Simple Contest Variant

From: ryan.caveney_at_...
Date: Tue, 23 Oct 2001 19:46:42 -0000


*sigh* My original post giving my proposed alteration of the simple contest rules (11260) was mis-titled -- the subject line is in error, it actually has nothing to do with the wealth debate. I mention this in the hopes that anyone who has reached the understandable point of automatically ignoring anything with "wealth" in the subject might think of going back to read my unfortunately mislabeled effort. That said, on to the only reply it got...

Interesting. It might help somewhat with small ability score differences, but at the really high end it won't change anything -- turning a two-mastery advantage into a four-mastery advantage still doesn't do anything to ameliorate the weird "only the weaker contestant's TN matters" problem that means if I have to face a 20w3 in a simple contest, I'd much rather have a 20 (or even a default 6!) than a 1w2! Actually, your change means that when facing a 20w3, I'd rather have a 20 than even a 1w*3*... I regard this weirdness as the most important bug to fix.

> > However, I prefer the subtraction method because it smooths
> > out all the mastery-level boundary effects, rather than just many.
>
> You might be onto something there. Certainly this has been
> suggested as an improvement for the _augmentation_ rules, so maybe
> it'd work more generally.

Right -- the augmentation suggestion was the inspiration, but I'm pretty confident all contests would suffer less from strange special cases if subtraction were used everywhere. I really want to apply this to extended contests, too, but that becomes more difficult: how does the disadvantaged party roll against a -11? Treat it as 9w-1 (meaning one bump-*down*) is probably the answer, but that seems to stack the deck against the underdog even worse. Plus the fact that *group* contests suddenly require lots more arithmetic... maybe just have each side roll against their skill alone? But then two Heroes fighting always inflict a -x2 AP loss to the other, so having the higher skill even by just one point uniquely determines the victor, and that's no fun. Hmmm. Needs more work.

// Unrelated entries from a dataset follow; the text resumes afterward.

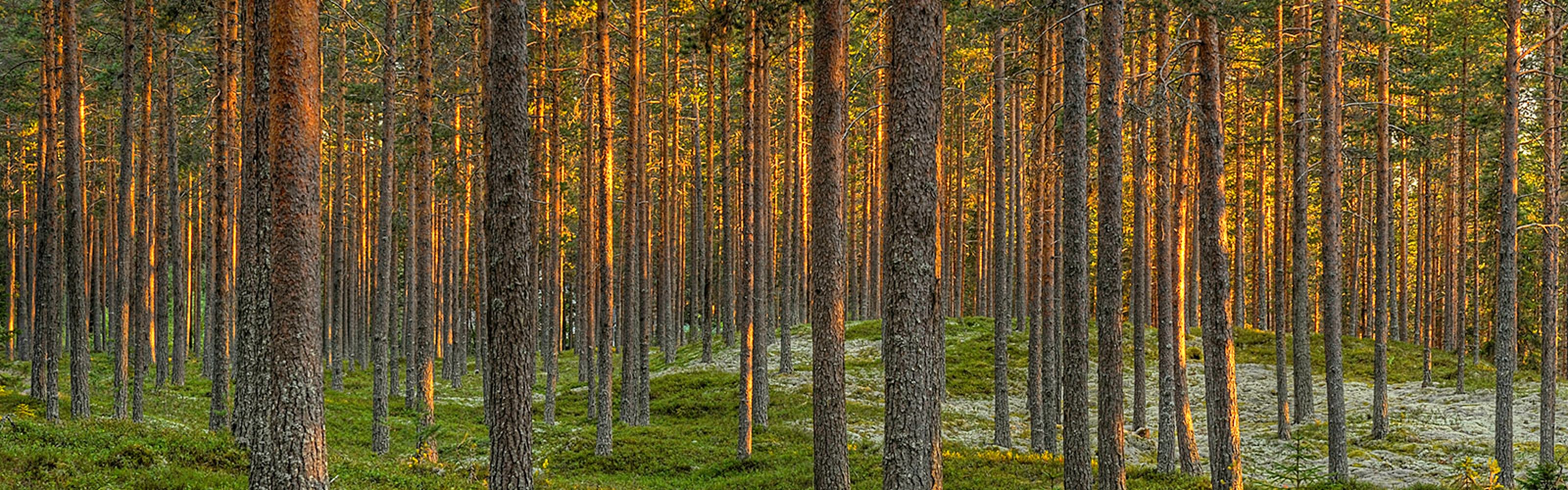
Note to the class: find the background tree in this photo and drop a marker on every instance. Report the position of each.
(913, 343)
(830, 426)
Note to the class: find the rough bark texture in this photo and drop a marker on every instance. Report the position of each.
(604, 277)
(380, 437)
(76, 299)
(1219, 346)
(761, 156)
(510, 245)
(298, 445)
(1278, 321)
(1107, 253)
(744, 277)
(1506, 357)
(124, 211)
(1003, 428)
(1075, 252)
(829, 424)
(1380, 280)
(219, 330)
(1170, 347)
(1141, 269)
(1300, 268)
(913, 332)
(46, 285)
(253, 389)
(1553, 156)
(424, 247)
(1332, 296)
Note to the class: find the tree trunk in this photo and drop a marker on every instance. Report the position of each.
(1139, 296)
(604, 277)
(383, 371)
(764, 315)
(1333, 285)
(1075, 253)
(1551, 158)
(1170, 346)
(509, 225)
(1107, 263)
(46, 297)
(1003, 434)
(123, 222)
(1380, 283)
(1277, 286)
(76, 299)
(298, 446)
(829, 272)
(217, 304)
(1300, 268)
(424, 261)
(913, 330)
(1219, 346)
(1506, 355)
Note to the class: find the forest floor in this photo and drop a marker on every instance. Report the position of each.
(1437, 439)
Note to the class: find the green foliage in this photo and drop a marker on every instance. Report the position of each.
(1471, 475)
(1545, 476)
(1299, 470)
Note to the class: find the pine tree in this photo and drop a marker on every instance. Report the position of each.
(76, 299)
(913, 329)
(830, 428)
(1504, 338)
(1219, 365)
(1333, 283)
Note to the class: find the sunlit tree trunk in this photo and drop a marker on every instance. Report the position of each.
(1551, 158)
(424, 249)
(509, 228)
(1380, 283)
(829, 272)
(1075, 252)
(913, 330)
(74, 250)
(1332, 205)
(386, 283)
(1506, 359)
(1003, 428)
(1219, 363)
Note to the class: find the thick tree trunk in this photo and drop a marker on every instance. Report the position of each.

OTOH, the extended contest system needs somewhat less changing IMO because the multiple rolls involved tend to smooth out some of the one-die-decides-it weirdnesses.

> I'd go with how close, myself, if it's really necessary to
> discriminate that finely.

Well, I'd at least like to maintain the possibility of "Injured (-50%)" as a level between "Hurt (-1)" and "Dead".

> After all, that's what one often does "informally", when judging
> "how good a success" a given result really is. "A 2? OK, I'll give
> him the _juicy_ rumour..."

Hmm. Good point. I was just afraid this was the primrose path back into modular arithmetic weirdness land.

I think my current leaning is to roll the same contest again, and if it's a victory adjust up one level and if a loss down one. For example, a simple contest of 4w vs. 17 in my first-version alternate system is resolved as an ability test against 17, giving Complete Victory on a 1, Minor Victory on 2-17, Minor Defeat on 18-19 and Complete Defeat on 20. The modified suggestion is to roll another die: on a 1-17, Minor Victory becomes Major Victory, Minor Defeat becomes Marginal Defeat, etc.; while on a 18-20 shift Complete Victory to Major Victory, Minor Victory to Marginal Victory, etc. Yes, we're back to rolling two dice, but at least there's no chart lookup; and for sufficiently large differences (+30 or more) the second roll can't fail, so you always shift the 1-in-20 Minor Victory up to a Major.

> > For example, one species of deer in Anaxial's Roster is supposed
> > to try to augment with an ability of just *10*, which is either
> > useless or foolish under standard rules.
>
> Be fair, it's worth an expected net +0.0875, to be precise. ;-)

Hmm, 10 vs. 5 loses more often than it wins, due to the "both contestants lose" phenomenon; my calculations put the expected net at *negative* 0.12... (at least) one of our programs appears to be wrong. Remember that 10 vs. 5 is harder than 10w vs. 5w, due to the operation of the mastery cancellation special rule. A further plug: any rule based on subtraction of opposing abilities means there's no need for a mastery special rule.